I had applied for a position about a month or two before GPAC looked me up. At that time the recruiter of a different company told me I was too much of a generalist. However, when GPAC spoke with me I didn't know who the company was. Had over an hour and a half of just getting to know them and they getting to know me, all over the phone. Towards the end they started going over the position in greater detail and where and what the company does. So I asked, as it sounded familiar, if it was the same place? It was. They still liked me as a candidate so they pressed forward and sent my resume to the engineering manager. They sold that company to me like no other. "If I was an an up and coming engineer in (your city) this is where I would want to work for the next ten years." Statements like that, over and over and over. It was a local company that went through some recent turmoil but had a solid historical reputation of being good to work for and hard to get into.
I was coming from a company location that was failing so my questions were decidedly about finances, strength of orders, diversity of products, market strength, and so forth. Every question had a predetermined answer spit right back. It was awesome. Went on a face to face with the engineering manager a week or two later. I already the same questions and got very similar answers; all positive. He sent me an offer later that afternoon. I accepted the next day. GPAC called me and again talked up the place, congratulating me on the position.
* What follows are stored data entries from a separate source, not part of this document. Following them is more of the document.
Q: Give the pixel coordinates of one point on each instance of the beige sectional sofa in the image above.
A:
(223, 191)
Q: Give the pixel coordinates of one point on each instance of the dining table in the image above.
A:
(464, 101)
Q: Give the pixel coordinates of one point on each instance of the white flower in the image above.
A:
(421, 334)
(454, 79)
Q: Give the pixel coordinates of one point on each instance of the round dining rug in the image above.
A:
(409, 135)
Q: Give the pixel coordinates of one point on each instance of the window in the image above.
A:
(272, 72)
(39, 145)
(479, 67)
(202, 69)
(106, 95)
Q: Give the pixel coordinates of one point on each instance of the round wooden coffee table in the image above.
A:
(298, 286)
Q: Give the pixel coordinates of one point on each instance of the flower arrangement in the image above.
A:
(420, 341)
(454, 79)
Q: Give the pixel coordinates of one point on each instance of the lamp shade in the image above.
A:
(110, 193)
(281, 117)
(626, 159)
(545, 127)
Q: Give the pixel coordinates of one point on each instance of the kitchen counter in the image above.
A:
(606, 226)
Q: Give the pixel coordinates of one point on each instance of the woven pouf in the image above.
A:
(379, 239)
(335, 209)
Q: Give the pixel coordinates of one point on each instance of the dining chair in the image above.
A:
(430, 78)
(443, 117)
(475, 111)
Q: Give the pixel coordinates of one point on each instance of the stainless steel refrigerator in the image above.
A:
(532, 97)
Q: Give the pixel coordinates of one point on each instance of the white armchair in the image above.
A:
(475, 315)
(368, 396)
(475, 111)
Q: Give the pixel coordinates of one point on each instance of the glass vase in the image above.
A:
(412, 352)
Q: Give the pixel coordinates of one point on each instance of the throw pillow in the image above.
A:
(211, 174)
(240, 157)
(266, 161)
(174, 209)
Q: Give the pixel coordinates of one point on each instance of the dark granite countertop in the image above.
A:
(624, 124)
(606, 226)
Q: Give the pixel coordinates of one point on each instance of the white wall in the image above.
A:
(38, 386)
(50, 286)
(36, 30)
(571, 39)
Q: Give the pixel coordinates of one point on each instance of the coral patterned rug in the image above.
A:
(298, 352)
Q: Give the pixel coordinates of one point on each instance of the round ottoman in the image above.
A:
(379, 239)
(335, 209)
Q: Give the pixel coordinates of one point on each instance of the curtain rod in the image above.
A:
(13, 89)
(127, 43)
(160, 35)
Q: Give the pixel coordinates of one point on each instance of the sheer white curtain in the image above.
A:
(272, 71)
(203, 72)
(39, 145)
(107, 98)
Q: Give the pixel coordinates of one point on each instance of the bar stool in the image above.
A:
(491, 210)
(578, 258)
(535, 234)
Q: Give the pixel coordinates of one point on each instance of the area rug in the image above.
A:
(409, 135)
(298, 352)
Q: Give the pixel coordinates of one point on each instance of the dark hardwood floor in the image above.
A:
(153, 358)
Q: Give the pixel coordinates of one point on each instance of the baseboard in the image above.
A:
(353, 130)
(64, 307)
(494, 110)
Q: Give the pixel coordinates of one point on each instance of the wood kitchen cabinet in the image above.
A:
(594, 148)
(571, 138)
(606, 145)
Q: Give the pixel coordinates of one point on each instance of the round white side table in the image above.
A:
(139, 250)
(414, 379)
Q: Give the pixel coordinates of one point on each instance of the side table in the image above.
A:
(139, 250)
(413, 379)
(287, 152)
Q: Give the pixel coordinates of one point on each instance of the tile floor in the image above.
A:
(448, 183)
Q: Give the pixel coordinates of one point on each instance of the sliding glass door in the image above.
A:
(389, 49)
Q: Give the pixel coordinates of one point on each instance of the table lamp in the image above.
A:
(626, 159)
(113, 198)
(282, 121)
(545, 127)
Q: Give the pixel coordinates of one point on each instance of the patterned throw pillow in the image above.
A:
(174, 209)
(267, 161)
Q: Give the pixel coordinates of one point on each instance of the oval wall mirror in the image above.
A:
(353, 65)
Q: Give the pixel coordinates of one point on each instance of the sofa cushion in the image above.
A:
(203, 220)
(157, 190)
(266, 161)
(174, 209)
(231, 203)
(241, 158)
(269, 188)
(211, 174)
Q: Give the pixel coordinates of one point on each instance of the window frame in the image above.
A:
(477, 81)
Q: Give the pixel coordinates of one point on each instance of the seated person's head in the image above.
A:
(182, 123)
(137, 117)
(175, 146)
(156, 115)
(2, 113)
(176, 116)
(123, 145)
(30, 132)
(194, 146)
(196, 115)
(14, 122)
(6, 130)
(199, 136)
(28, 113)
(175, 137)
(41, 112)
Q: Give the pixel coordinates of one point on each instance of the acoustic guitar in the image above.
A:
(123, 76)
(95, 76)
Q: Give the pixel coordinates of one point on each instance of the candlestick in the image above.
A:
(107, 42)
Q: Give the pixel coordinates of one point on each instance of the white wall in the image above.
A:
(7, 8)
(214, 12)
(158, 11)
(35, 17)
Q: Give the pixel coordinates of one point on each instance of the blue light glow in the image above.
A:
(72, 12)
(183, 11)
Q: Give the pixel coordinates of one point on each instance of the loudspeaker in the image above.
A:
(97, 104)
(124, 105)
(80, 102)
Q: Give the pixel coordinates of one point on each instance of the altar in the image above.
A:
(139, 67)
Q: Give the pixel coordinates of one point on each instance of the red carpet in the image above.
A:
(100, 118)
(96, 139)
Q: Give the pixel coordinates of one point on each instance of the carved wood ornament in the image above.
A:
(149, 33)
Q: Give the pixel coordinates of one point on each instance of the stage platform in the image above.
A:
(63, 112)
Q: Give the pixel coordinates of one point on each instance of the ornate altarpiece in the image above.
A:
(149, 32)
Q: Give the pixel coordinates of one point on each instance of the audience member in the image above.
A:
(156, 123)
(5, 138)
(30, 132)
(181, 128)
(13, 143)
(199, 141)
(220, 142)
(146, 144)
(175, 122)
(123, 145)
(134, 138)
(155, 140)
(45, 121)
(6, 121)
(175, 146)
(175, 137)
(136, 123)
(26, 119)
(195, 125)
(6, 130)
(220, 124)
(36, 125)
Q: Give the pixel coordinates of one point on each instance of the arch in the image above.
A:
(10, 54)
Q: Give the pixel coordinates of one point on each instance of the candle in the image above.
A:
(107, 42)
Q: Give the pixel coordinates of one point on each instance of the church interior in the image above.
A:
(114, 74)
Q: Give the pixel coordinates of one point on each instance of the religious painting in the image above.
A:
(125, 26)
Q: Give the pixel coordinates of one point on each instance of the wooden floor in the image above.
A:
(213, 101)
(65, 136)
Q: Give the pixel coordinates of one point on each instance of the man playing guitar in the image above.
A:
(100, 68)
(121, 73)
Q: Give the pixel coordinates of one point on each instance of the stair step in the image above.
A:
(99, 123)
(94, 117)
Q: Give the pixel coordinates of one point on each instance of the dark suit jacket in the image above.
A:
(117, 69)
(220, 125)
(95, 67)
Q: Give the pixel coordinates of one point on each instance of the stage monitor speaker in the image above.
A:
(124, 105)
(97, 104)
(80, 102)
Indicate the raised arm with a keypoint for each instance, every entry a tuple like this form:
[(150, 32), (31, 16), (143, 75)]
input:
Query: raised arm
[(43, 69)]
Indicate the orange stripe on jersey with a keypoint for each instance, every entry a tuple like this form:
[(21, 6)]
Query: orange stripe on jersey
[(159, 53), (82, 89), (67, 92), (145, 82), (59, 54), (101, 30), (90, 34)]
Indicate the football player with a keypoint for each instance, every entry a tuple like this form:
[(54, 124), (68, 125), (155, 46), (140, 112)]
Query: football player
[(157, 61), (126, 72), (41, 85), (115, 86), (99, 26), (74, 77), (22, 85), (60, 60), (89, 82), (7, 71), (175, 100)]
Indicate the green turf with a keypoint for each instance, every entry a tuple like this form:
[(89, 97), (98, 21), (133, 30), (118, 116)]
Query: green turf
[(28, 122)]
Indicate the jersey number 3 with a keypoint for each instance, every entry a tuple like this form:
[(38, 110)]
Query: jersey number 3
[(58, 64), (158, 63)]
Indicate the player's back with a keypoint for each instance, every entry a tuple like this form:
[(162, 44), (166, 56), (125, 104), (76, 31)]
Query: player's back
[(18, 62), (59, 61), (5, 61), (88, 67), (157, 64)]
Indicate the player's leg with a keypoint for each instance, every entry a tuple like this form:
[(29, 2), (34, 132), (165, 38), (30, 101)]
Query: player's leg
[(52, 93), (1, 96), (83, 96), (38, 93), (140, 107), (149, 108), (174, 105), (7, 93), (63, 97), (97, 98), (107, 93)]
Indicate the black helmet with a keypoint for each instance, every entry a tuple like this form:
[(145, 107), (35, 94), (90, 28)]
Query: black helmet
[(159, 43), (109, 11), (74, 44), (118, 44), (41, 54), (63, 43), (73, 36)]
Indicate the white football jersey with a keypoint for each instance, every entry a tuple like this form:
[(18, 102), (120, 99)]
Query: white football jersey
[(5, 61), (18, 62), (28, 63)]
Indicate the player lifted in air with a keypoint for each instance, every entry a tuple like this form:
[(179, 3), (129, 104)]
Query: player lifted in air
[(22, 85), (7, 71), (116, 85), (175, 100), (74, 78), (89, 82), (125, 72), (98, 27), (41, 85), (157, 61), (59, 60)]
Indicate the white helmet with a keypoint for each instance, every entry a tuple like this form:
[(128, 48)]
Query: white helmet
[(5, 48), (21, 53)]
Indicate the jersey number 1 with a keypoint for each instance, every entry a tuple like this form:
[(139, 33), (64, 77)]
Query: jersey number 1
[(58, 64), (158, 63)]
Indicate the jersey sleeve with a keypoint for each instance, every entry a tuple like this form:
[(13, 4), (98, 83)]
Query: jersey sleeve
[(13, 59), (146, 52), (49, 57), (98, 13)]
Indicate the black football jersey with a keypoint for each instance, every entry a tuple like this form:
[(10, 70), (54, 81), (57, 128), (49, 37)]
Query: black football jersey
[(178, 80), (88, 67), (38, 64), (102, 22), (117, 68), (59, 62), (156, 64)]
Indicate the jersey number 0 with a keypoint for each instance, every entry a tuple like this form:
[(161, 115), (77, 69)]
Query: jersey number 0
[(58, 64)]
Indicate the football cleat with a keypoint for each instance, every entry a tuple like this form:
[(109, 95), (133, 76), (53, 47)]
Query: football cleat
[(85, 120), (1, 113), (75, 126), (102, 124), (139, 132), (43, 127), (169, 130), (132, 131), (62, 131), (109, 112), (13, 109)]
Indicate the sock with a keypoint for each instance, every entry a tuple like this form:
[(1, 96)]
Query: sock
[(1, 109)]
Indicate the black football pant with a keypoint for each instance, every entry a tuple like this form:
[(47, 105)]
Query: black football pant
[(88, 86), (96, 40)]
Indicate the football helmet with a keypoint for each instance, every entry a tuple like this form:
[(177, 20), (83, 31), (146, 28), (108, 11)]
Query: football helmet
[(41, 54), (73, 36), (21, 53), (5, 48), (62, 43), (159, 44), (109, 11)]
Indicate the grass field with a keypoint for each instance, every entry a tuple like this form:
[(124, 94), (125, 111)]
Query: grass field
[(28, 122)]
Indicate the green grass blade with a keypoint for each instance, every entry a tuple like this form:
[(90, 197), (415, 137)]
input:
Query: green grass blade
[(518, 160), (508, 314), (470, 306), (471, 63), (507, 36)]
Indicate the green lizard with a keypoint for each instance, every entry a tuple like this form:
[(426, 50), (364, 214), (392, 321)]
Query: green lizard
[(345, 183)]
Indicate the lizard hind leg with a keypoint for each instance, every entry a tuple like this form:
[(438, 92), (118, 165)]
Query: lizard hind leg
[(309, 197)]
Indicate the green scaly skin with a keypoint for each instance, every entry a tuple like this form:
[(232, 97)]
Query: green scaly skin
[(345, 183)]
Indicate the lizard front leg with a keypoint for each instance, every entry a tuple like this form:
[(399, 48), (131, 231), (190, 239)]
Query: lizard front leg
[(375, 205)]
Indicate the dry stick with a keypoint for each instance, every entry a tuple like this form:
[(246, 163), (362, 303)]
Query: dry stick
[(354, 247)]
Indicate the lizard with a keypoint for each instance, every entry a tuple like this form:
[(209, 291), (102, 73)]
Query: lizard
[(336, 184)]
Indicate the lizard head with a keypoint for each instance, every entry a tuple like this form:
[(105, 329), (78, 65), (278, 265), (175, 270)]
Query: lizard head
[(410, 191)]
My first week, started out VERY slow. By day four, I had somehow gotten copied in on a vendor email that had not been paid in over six months. I asked a fellow engineer that was sort of mentoring me into the company and he let loose about the financial position they were in and said it sucks that I just joined as things looked dire. Four months to the day, everyone in the facility was laid off indefinitely due to lack of work. Lesson learnt. They lied through their teeth.